Asifa writes the first book, Three Hundred Cups of Tea. The second half, The Toughest Job, by David, is about the same subject sort of but describes his job and his experiences from a male point of view. Asifa, as you may know from her writings here in The Complement, is both beautifully descriptive and very honest emotionally. I felt as if I were there in Mali with her.  I felt her moments of exultation, her moments of despair, her feelings of frustration viscerally and how important her relationships with the people of Mali were to her.  In addition, with her great sense of humor, there were many times she made me laugh. David not only shared many of his experiences both in terms of training and his job, but he also gave us the more scientific approach to life in Mali.  He spent time discussing the language they spoke, Bambara, that is in no way connected to any Indo-European language we know.  And he included a great explanation of the shaming game between joking cousins, which, as he explained, was a wonderful way to keep peace and harmony between groups.  So while both books explored the same period of time in Mali, they were very different in scope and style and subject matter.  Asifa’s job became an effort to train the Malians to grow Moringa, a miracle tree whose leaves cure whatever it is that ails you including malnutrition and arthritis. This was to be done, as Asifa says, all in a simplified Bambara. And David’s task was to help promote and improve a radio station 20 minutes away by bicycle, speaking French (which David had learned long ago but hardly remembered).

 

So through their two books, we really got the feel of what it was like to live as mature Peace Corps volunteers in Mali.  The secondary phrase on their cover says it all – Riding the Peace Corps Rollercoaster in Mali, West Africa.  And a rollercoaster it was.
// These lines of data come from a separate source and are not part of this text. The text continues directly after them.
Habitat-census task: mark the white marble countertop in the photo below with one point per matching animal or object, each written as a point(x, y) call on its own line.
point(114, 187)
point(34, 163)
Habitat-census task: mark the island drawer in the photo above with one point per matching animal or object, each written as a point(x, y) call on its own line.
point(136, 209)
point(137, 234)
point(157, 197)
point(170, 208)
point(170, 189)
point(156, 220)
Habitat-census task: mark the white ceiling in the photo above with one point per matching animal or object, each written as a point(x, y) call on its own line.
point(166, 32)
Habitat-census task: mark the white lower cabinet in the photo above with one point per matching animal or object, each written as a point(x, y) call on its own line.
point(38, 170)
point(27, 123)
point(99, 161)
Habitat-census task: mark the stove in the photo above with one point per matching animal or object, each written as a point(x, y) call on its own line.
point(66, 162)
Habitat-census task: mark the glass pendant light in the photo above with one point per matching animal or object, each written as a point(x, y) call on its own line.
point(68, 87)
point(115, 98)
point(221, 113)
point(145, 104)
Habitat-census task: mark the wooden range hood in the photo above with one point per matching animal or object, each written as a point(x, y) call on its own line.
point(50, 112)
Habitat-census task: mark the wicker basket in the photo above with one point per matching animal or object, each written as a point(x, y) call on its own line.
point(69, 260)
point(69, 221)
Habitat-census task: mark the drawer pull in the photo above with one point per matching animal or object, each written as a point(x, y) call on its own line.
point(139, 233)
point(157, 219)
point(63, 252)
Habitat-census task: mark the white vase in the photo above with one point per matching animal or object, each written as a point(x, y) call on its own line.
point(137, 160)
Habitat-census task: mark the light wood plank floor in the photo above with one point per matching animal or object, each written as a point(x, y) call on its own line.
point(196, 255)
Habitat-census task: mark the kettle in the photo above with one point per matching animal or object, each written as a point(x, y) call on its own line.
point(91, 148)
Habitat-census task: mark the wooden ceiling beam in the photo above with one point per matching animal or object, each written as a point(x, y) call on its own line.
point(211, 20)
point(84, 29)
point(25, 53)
Somewhere in their second year, a new political group took over the Malian government by force.  With gunfire and a coup d’état, the Peace Corps evacuated their volunteers almost immediately and suddenly.  There was hardly a chance or no chance to say goodbye.  As Asifa wrote in her postscript, “Sixteen months later, I live to tell you that those were some of the most fulfilling and exciting months of our lives.  We jumped off the cliff and we did learn to fly.”  And if you read this book, you too will jump off the cliff and fly with them.

 

Their book is available in paperback and kindle at Amazon and directly from Asifa and David as well. All royalties go directly to Jackson County’s United Way for the fire victims still struggling with survival.  There is also a copy in the library.